Remove Shortcut Virus from Pen Drives, Memory Cards, USB Drives
Stop Shortcut Viruses Dead in Their Tracks! Have you ever plugged in your USB drive or memory card only to find all your files replaced by shortcuts? This frustrating issue is caused by a shortcut virus, a common malware that targets removable storage devices. Our article provides a detailed, step-by-step guide on how to remove this virus and prevent future infections, ensuring your files stay safe and accessible. From initial detection to final cleanup, we’ll show you all the tools and techniques needed to restore your pen drives, memory cards, and USB drives to full health.
- Types of shortcut viruses
- The virus turning files and folders into shortcuts
- The virus turning pen drives and memory cards into shortcuts
- What can be done if the virus attacks your PC
- Questions and answers
- Comments
Have your files and folders on a USB drive, pen drive or memory card turned into shortcuts? Is your USB drive, pen drive or memory card shown as a shortcut? Are you looking for a method to restore your data and remove the pesky shortcut virus? Is your computer infected, in spite of having an antivirus installed? Unfortunately, few antiviruses can protect you against this misfortune.

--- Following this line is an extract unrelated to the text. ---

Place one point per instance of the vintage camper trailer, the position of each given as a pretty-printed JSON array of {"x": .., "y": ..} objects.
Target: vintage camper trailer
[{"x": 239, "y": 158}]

With all those nasty effects, this type of virus is relatively harmless (especially if you think of ransomware and the like) so data can be restored, and the virus removed quite easily.
Types of shortcut viruses
At the moment, the two types of shortcut viruses are the most widespread: the first type creates shortcuts instead of files and folders on a pen drive or memory card, while the other type creates shortcuts of removable drives instead of the actual pen drives, USB drives and memory cards.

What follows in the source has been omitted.